Blueberries are my family’s favorite berry, and typically after a few days of berry picking, my counter is filled with bowls of fresh berries. I freeze about half the berries to use in smoothies, homemade ice cream, jam, cobblers, pies and blueberry muffins. The other half we eat straight from the bowl on the kitchen counter or sprinkle them on our salads, yogurt and granola. I also save a few pints to make my Blueberry Ginger Salsa.

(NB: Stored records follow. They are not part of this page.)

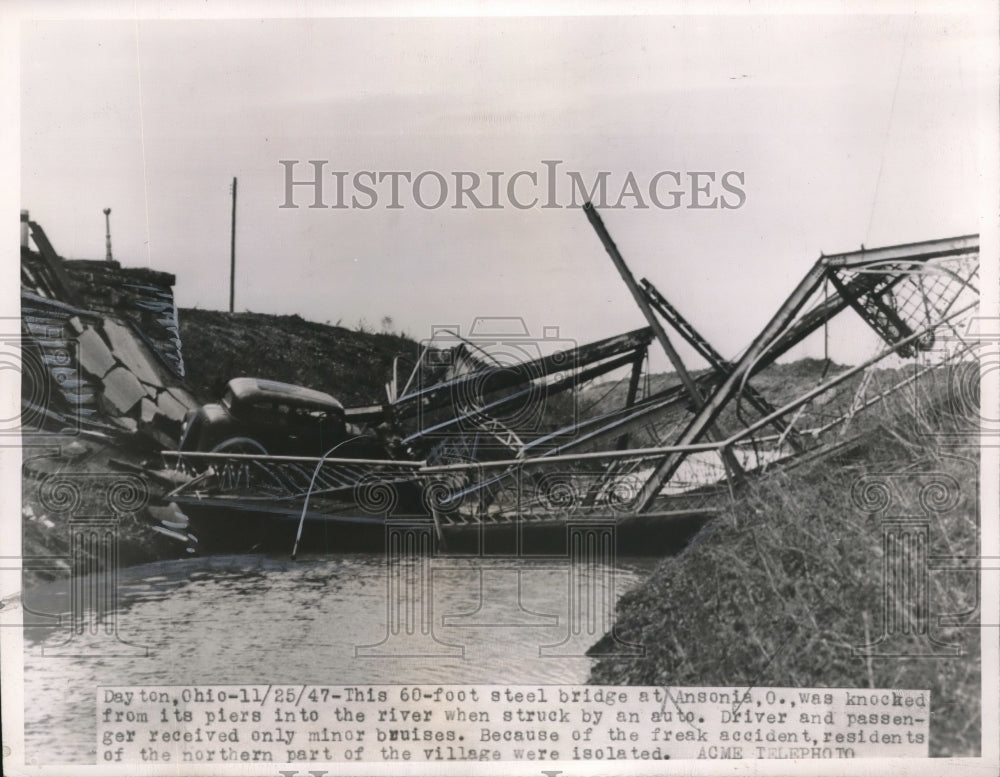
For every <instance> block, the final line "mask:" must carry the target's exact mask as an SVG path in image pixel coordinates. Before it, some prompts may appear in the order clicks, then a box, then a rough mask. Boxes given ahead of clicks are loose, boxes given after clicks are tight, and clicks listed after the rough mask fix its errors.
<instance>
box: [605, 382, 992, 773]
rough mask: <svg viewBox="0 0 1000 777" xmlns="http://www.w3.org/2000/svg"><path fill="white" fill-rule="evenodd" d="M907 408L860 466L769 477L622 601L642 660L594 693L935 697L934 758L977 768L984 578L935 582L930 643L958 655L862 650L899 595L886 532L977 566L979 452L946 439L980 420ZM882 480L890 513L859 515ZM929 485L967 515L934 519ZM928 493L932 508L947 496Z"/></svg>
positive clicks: (947, 411) (609, 663) (623, 616)
mask: <svg viewBox="0 0 1000 777" xmlns="http://www.w3.org/2000/svg"><path fill="white" fill-rule="evenodd" d="M906 399H907V398H902V399H901V400H899V401H897V402H896V403H895V406H894V407H889V408H885V409H884V410H883V411H881V417H882V418H883V419H885V420H884V421H883V423H882V424H880V425H879V426H878V427H876V428H874V429H872V430H870V431H868V432H867V433H866V435H865V445H864V446H863V447H862V448H861V449H860V452H859V449H857V448H855V449H853V450H854V453H853V454H852V455H851V458H842V459H840V460H838V461H833V460H830V459H825V460H822V461H818V462H813V463H812V464H810V465H804V466H803V467H801V468H797V469H795V470H793V471H791V472H780V471H779V472H774V473H771V474H769V475H768V476H767V477H765V478H762V479H760V480H757V481H756V482H754V483H753V484H751V485H750V486H748V487H747V488H746V490H745V492H744V493H743V494H742V495H741V496H740V497H739V499H738V501H737V502H736V503H734V504H733V505H732V506H731V508H730V509H729V510H728V511H727V512H726V513H725V514H724V515H722V516H720V517H719V518H718V519H717V520H716V521H715V522H714V523H712V524H710V525H709V526H707V527H706V528H705V529H704V530H703V531H702V533H701V534H699V535H698V536H697V537H696V539H695V540H694V541H693V542H692V544H691V545H690V546H689V547H688V548H687V549H686V550H685V551H684V552H682V553H681V554H680V555H678V556H676V557H673V558H670V559H667V560H665V561H664V562H663V563H662V564H661V565H660V567H659V568H658V569H657V570H656V572H655V573H654V574H653V576H652V577H651V579H650V580H648V581H647V582H646V583H644V584H643V585H641V586H640V587H639V588H637V589H635V590H633V591H632V592H629V593H626V594H625V595H624V596H623V597H622V599H621V601H620V603H619V609H618V626H617V633H618V634H619V636H620V637H621V638H623V639H625V640H627V641H629V642H634V643H640V644H642V645H643V646H644V647H645V651H646V654H645V656H644V657H642V658H636V659H629V658H617V657H611V658H605V659H602V660H600V661H599V662H598V663H597V664H596V665H595V667H594V669H593V672H592V675H591V681H592V682H595V683H612V684H642V685H667V684H669V685H678V686H684V685H688V686H693V685H708V686H711V685H720V686H726V685H731V684H732V685H755V686H798V687H811V686H815V687H824V686H825V687H858V688H863V687H878V688H910V689H929V690H930V691H931V707H932V717H931V724H930V725H931V738H930V752H931V755H936V756H945V755H976V754H978V753H979V748H980V727H981V720H980V643H979V637H980V635H979V629H978V624H979V612H978V584H979V583H978V579H977V576H976V575H975V574H972V573H968V572H948V571H943V570H931V571H930V572H929V613H930V618H929V625H930V633H931V635H932V636H933V637H934V638H935V639H937V640H938V641H939V642H941V643H946V644H953V645H957V646H959V647H960V650H961V655H957V656H941V655H938V656H923V657H917V656H912V655H908V656H899V655H896V656H892V657H865V656H864V655H859V654H858V653H857V651H855V650H854V648H855V647H856V646H862V645H864V644H866V643H869V642H871V641H873V640H874V639H875V638H876V637H877V636H878V635H879V634H881V633H882V631H883V620H884V619H883V598H884V596H885V591H887V590H888V591H889V601H890V603H893V602H894V597H896V596H897V592H895V591H894V590H893V589H892V587H891V586H890V587H888V588H885V587H884V586H883V521H882V518H883V517H886V516H889V517H894V516H895V517H898V516H918V517H919V516H926V517H927V518H928V523H929V546H928V547H929V553H930V554H931V555H940V556H961V555H967V556H977V555H978V554H979V550H978V520H979V519H978V505H977V494H978V458H977V452H976V448H975V446H974V440H973V439H972V436H971V435H967V436H966V437H965V438H964V439H956V438H955V437H951V438H948V442H947V444H945V443H944V442H943V441H942V438H941V436H940V434H939V433H940V432H945V431H953V432H954V431H957V430H960V429H962V428H968V426H969V422H970V419H967V418H956V417H954V416H951V415H949V412H948V405H947V402H945V401H944V399H939V401H937V402H931V403H927V402H926V401H925V402H924V403H923V404H922V405H921V407H923V408H924V409H923V410H921V412H920V413H917V414H915V413H914V412H913V405H912V404H911V403H910V402H908V401H905V400H906ZM909 399H912V397H910V398H909ZM924 399H925V400H926V398H924ZM862 478H867V480H861V479H862ZM872 480H883V481H885V482H887V483H888V484H889V485H890V488H891V489H892V497H891V498H892V502H891V503H890V505H889V507H888V508H887V509H885V510H883V511H882V512H881V513H879V512H873V511H871V509H870V508H871V505H868V507H869V510H868V511H866V510H865V509H863V508H862V507H861V506H859V505H858V504H857V503H855V501H853V500H852V489H855V491H854V493H855V495H856V496H857V495H859V494H860V491H858V490H857V489H859V488H860V487H861V486H863V485H864V484H865V483H866V482H871V481H872ZM932 481H939V482H943V483H945V484H948V485H949V486H950V491H949V493H948V494H947V495H948V496H950V497H954V498H955V499H957V502H955V504H954V505H953V506H951V507H949V508H948V509H943V510H940V511H938V512H935V513H928V512H927V511H926V509H925V508H923V507H922V506H921V504H920V494H921V490H922V489H924V488H925V487H927V486H928V484H930V483H931V482H932ZM924 494H925V497H929V499H928V500H927V501H933V498H934V496H935V494H936V495H937V496H945V494H944V493H943V492H933V491H932V492H930V493H929V492H926V491H925V492H924ZM872 495H874V494H872ZM925 503H926V502H925ZM955 613H968V615H966V616H964V618H963V617H959V618H958V620H959V621H961V625H960V626H947V627H946V626H945V625H943V624H942V623H940V622H939V620H938V618H939V616H942V615H948V614H955ZM885 647H886V648H892V649H893V650H894V651H895V652H897V653H912V652H913V651H914V648H915V647H916V643H915V642H912V641H911V642H903V641H900V639H896V640H894V641H892V642H891V644H890V643H886V645H885ZM938 652H943V651H941V650H940V649H938Z"/></svg>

This salsa is a result of my love for fish and fruit (and an overflowing mint plant). I’ve always felt fish and fruit were two fresh ingredients made for each other. The salty essence of the seafood combined with the fresh sweetness of the fruit is complimentary in flavor and intoxicating to the palate.
Just like seafood, grilled chicken also pairs well with most fruit—especially this salsa recipe. On occasion, I’ll whip up this some Blueberry Ginger Salsa and serve it as a starter with seasoned pita chips and creamy goat cheese. However, most of the time you’ll find yourself eating it with a spoon. It’s that good!
Here, I’ve paired this salsa with fresh Dover Sole that I seasoned, rolled and then pan seared in a skillet with a tablespoon or two of ghee. Dover sole is such a delicate fish, sometimes it’s easier to prepare when it’s rolled and cooked. You can also place these Dover sole rolls in a greased baking dish and then pop it in a pre-heated oven at 350 degrees F. Brush the fish with olive oil and a squeeze of lemon and cook just until done. A good rule of thumb for cooking fish is to cook 10 minutes for every inch of thickness.
Yield: About 2 cups
- 1 pint fresh blueberries, coarsely chopped
- 1 small to medium shallot, finely diced
- 1 tsp. grated fresh ginger
- 2 T. fresh chopped mint (extra for garnish)
- 1 T. extra virgin olive oil
- squeeze of lemon juice
- salt and pepper to taste
In a medium bowl, gently toss together the blueberries, shallot, fresh ginger, chopped mint, olive oil and lemon juice. Season to taste with salt and pepper. Let it sit room temperature for about 30 minutes before serving. This will allow all those delicious flavors to meld together beautifully.
I love to serve this salsa with grilled chicken or fish. Or for a starter, serve with seasoned pita chips and creamy goat cheese.